M68000 said:crowley said:
Definitely won't be an early adopter on this. Apple make pretty good consumer operating systems, but not nearly good enough that I'd trust them with my life driving down a high speed roadway.Ironically, just heard radio news about some Tesla driver doing 83mph on freeway and the car locked up or shut down because of computer glitch. He was able to eventually stop with brakes but had car towed to be looked at. Having too much computer “control” can be a bad thing. Cars just keep getting more and more reliant on computers. There has to be a balance, I guess I will take heat for these comments but that’s how I feel.
The use of 'computers' has probably saved far more lives than it has cost and computers (chips) have been decisive on cars for decades now.
In its heyday, Motorola claimed that its embedded PowerPC chips were on around half of the ABS systems on cars worldwide.
The Tesla situation you described happened in a non-autonomous car (Seat Leon) I was in over 10 years ago.
It was speeding down the motorway when a beep was heard, the steering stiffened and all the driver could do was 'guide' it through three lanes to the hard shoulder where it simply switched off.

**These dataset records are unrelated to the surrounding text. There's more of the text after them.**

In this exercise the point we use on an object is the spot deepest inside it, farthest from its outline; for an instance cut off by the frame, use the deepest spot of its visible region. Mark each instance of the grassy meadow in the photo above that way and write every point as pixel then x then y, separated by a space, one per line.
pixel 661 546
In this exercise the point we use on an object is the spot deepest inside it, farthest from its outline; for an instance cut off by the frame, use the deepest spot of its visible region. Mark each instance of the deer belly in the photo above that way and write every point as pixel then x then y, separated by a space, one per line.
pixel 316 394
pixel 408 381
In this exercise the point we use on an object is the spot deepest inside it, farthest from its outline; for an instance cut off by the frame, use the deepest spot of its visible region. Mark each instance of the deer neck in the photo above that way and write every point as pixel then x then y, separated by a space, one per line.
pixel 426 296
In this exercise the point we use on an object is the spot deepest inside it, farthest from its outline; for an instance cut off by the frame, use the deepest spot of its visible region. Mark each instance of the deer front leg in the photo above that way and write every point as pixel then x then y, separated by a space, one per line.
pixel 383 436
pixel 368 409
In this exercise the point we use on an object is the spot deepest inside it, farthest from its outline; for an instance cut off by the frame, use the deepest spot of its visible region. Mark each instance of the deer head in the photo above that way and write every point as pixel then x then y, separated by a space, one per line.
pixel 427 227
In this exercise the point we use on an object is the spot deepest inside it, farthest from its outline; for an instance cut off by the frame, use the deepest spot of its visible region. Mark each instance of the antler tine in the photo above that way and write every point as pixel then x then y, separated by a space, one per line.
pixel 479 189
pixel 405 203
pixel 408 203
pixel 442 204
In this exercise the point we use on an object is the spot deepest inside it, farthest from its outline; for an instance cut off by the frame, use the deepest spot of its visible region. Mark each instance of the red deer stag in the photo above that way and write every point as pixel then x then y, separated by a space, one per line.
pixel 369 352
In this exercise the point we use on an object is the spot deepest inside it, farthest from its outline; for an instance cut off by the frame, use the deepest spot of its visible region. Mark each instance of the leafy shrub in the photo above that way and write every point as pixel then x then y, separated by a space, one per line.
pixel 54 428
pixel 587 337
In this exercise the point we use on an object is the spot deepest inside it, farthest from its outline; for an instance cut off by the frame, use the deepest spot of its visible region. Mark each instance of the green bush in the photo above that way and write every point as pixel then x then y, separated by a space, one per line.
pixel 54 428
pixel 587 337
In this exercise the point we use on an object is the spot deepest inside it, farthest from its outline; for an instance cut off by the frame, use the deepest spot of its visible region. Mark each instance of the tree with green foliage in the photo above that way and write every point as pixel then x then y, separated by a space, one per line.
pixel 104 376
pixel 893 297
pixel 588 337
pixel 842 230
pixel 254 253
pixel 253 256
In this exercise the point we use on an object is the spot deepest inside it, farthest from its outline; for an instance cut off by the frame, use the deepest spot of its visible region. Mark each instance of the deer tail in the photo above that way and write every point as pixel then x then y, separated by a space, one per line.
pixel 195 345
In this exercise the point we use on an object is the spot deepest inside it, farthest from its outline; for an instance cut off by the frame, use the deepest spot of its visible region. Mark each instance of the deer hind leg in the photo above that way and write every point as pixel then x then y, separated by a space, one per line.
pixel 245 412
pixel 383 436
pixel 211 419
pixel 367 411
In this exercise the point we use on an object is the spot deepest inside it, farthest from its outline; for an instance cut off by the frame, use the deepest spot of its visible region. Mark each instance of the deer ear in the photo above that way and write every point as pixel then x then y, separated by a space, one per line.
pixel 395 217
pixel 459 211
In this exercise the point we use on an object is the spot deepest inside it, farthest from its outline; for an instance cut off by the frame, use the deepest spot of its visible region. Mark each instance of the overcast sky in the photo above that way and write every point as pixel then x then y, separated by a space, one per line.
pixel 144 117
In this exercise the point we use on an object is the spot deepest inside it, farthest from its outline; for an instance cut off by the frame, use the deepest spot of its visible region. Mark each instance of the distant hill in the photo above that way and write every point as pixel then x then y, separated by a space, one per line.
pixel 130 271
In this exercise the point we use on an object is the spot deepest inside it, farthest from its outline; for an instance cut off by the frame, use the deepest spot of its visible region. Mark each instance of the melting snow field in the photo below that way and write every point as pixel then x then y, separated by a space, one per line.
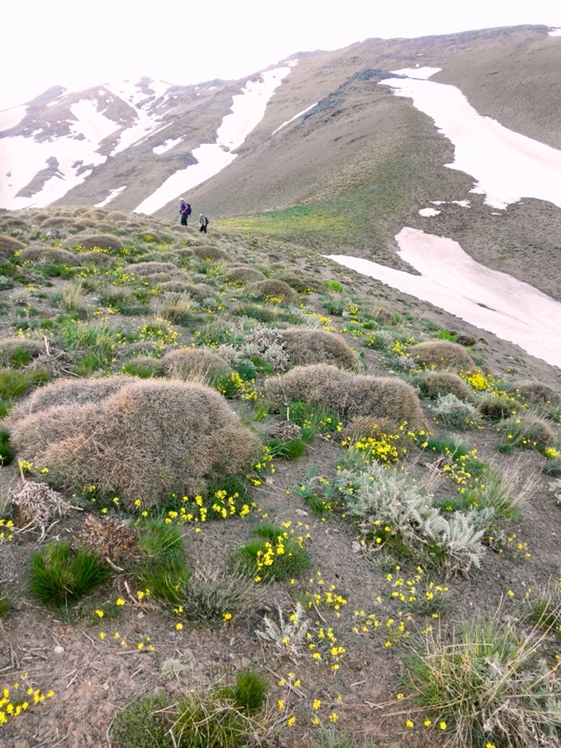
pixel 453 281
pixel 506 165
pixel 288 121
pixel 22 158
pixel 248 109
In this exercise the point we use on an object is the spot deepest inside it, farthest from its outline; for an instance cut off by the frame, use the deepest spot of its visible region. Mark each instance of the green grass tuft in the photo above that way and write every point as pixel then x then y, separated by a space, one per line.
pixel 60 576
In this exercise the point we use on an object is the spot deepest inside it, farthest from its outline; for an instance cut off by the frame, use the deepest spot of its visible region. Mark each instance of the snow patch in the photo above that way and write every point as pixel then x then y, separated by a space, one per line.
pixel 506 165
pixel 288 121
pixel 452 280
pixel 11 117
pixel 23 158
pixel 248 109
pixel 422 74
pixel 93 125
pixel 111 196
pixel 166 145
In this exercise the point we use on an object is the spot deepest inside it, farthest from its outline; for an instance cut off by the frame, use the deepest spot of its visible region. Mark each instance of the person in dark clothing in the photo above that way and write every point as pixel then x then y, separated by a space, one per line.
pixel 184 211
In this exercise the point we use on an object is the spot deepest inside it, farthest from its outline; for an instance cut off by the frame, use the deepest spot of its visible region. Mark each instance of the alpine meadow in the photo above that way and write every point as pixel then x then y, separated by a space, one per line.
pixel 293 481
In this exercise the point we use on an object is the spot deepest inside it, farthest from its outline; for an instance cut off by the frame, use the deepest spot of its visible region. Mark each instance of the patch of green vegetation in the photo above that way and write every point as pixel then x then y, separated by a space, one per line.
pixel 275 554
pixel 18 383
pixel 60 575
pixel 162 568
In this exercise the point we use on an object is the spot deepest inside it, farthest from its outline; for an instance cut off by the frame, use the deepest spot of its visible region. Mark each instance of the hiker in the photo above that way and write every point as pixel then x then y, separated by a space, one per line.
pixel 184 211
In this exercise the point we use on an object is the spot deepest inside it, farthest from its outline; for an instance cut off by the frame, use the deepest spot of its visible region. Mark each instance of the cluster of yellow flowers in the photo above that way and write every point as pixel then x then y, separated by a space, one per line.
pixel 12 706
pixel 6 530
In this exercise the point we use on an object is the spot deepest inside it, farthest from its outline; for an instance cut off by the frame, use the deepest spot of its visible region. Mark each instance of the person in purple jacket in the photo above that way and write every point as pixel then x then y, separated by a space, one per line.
pixel 184 211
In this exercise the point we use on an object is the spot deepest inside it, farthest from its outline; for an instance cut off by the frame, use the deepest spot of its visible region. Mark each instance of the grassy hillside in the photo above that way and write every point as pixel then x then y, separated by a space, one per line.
pixel 353 171
pixel 248 497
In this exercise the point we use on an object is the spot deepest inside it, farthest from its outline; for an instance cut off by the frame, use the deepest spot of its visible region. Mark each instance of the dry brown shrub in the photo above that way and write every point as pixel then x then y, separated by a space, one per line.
pixel 195 364
pixel 48 254
pixel 211 253
pixel 104 226
pixel 442 354
pixel 109 537
pixel 150 269
pixel 537 393
pixel 272 289
pixel 37 504
pixel 318 347
pixel 380 312
pixel 198 291
pixel 82 223
pixel 244 274
pixel 182 254
pixel 304 282
pixel 116 216
pixel 351 395
pixel 9 245
pixel 9 345
pixel 364 426
pixel 103 241
pixel 435 383
pixel 149 439
pixel 67 392
pixel 13 222
pixel 96 258
pixel 55 222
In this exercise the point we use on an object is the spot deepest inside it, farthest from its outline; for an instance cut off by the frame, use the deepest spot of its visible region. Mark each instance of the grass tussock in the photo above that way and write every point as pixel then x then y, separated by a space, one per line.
pixel 9 245
pixel 107 242
pixel 351 395
pixel 442 354
pixel 145 440
pixel 536 393
pixel 314 346
pixel 526 430
pixel 144 269
pixel 488 686
pixel 60 575
pixel 435 383
pixel 195 364
pixel 46 254
pixel 244 274
pixel 272 289
pixel 19 351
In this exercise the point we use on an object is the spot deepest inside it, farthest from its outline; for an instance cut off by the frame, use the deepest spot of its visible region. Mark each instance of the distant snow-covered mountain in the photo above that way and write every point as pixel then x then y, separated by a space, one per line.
pixel 125 140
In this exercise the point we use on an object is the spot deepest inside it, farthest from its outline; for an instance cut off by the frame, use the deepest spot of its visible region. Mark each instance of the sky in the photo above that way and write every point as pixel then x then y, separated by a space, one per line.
pixel 77 45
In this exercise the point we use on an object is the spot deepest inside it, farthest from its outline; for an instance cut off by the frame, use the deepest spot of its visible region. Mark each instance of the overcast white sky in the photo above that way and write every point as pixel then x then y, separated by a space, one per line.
pixel 81 44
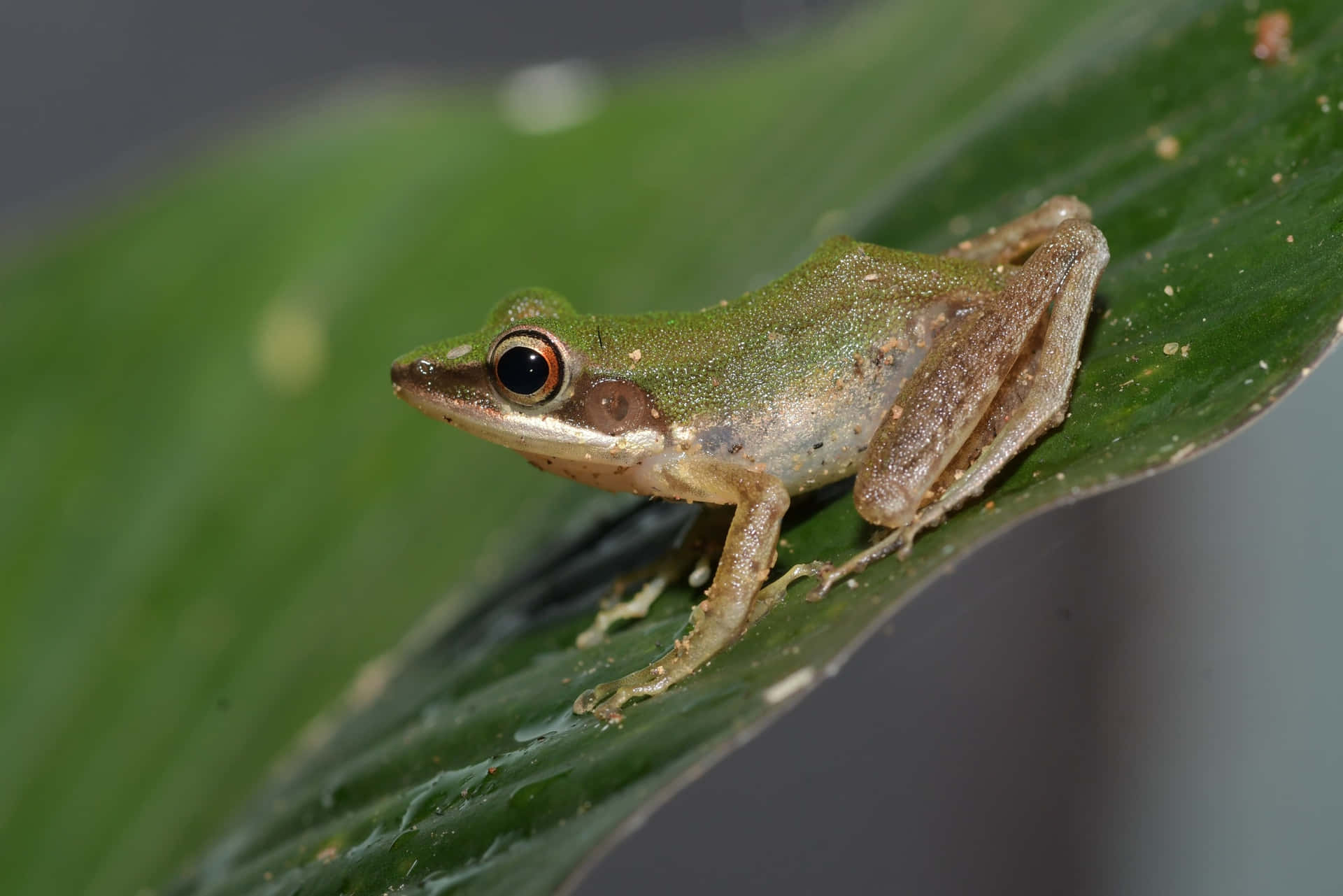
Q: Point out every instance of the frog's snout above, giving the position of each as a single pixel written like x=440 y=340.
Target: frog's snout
x=410 y=374
x=436 y=387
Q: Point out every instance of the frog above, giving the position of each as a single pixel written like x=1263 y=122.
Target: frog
x=918 y=375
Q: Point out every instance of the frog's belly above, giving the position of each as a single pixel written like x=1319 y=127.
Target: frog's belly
x=820 y=434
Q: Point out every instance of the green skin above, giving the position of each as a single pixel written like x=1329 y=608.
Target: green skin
x=921 y=374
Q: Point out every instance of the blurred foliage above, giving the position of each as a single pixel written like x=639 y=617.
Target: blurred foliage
x=214 y=508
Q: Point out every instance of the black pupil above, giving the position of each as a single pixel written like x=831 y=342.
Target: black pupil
x=523 y=370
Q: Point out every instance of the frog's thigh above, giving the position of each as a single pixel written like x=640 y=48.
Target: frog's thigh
x=1018 y=238
x=1081 y=257
x=722 y=618
x=955 y=385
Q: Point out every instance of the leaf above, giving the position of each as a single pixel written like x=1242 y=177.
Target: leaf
x=274 y=520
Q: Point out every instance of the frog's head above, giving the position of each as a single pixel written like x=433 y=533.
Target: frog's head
x=530 y=379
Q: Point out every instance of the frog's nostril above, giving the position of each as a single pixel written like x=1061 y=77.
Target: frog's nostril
x=414 y=372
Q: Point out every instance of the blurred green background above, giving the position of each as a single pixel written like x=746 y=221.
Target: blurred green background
x=214 y=511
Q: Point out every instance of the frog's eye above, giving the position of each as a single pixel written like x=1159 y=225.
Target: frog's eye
x=528 y=366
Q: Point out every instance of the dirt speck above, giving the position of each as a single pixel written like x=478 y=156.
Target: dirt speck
x=1167 y=148
x=1274 y=36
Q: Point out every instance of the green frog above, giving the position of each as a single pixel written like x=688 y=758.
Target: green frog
x=919 y=375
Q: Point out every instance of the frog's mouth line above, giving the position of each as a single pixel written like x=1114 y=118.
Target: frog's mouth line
x=464 y=398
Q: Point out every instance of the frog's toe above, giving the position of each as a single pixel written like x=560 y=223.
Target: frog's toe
x=606 y=699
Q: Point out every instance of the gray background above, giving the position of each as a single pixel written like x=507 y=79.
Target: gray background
x=1137 y=695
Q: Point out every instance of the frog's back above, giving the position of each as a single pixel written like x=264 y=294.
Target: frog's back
x=797 y=375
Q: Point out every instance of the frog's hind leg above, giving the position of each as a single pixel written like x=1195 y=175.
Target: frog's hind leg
x=692 y=557
x=1011 y=242
x=960 y=385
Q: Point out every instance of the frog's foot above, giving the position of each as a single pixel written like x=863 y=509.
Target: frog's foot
x=772 y=594
x=895 y=541
x=655 y=578
x=606 y=699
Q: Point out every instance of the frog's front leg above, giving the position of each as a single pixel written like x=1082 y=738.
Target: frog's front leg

We were lucky there weren't any other cars in those lanes we crossed.
It was a pretty scary moment but the garage said nothing had been registered on the onboard computer.
We never knew what caused it and the car started normally after the driver had recovered from the scare.
It is very unlikely that Apple is going to re-invent the wheel with regards to on board software. It will probably licence existing solutions and tie it all together at the front end.
Existing solutions and OS options are already shipping which do this on 'autonomous' cars. Basically adding 'sensing' capabilities and communications capabilities to the myriad of computing processes that have been around for decades.
It requires some serious computing power within the vehicle in the form of 'mobile data centers' and low latency communications with cloud, road infrastructure and other vehicles but all this is already shipping.
One of the biggest hurdles will be deciding which communications technologies win out in the 'vehicle to everything' stakes but current solutions can, in theory, be updated to handle that.